Under the proposed amendments to the ESA, Bill 149 would also require an employer to post any tip-sharing policy in effect in a public area of the workplace, and to retain copies of those policies for three years after the policy ceases to be in effect.

Proposed Amendments to the Workplace Safety and Insurance Act

Bill 149 also proposes certain amendments to the Workplace Safety and Insurance Act, 1997 [WSIA], including:

  • designating primary-site esophageal cancer as an occupational disease that is presumed to have occurred due to the nature of the employment of firefighters, fire investigators, or volunteer firefighters, provided that the individual was employed as a full-time firefighter, part-time firefighter or fire investigator, or served as a volunteer firefighter, for at least 15 years; and
  • adding an additional indexing factor to allow for increases in Workplace Safety and Insurance Board (“WSIB”) benefits that are above the annual rate of inflation to allow increased WSIB benefits to eligible injured workers.

Other Amendments to Workplace Legislation

If passed, Bill 149 would also amend assessment of qualification provisions under the Fair Access to Regulated Professions and Compulsory Trades Act, 2006 [FARPCTA], to provide that with respect to individuals applying for registration by regulated professions in Ontario, in order to make a determination of the assessment of qualifications in a way that is “transparent, objective, impartial and fair”, the determination must, at minimum, meet the requirements prescribed by regulation. This requirement would also apply to third party assessments. The FARPCTA applies to 15 regulated professions in Ontario, including the Ontario College of Teachers, Chartered Professional Accountants of Ontario, Skilled Trades Ontario, and the Human Resources Professionals Association.

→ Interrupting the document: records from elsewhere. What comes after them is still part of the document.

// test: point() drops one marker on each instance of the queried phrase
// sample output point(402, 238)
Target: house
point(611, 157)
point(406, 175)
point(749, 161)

Additionally, around the same time that the proposed amendments under Bill 149 were announced, the provincial government has also announced that the government will be conducting consultations on ending the use of Non-Disclosure Agreements in the settlement of cases of workplace sexual harassment, misconduct, or violence. This consultation, however, is not part of the proposed amendments under Bill 149.

Takeaways for Employers

The proposed amendments under Bill 149 are at the Second Reading stage, and Bill 149 has not yet received Royal Assent. We will continue to monitor the progression of Bill 149 and will provide updates that are relevant to employers as further details emerge, although we note that given that the Conservative party currently has the majority, we expect that Bill 149 will likely be passed with few additional amendments, if any.


This blog is provided as an information service and summary of workplace legal issues.

This information is not intended as legal advice.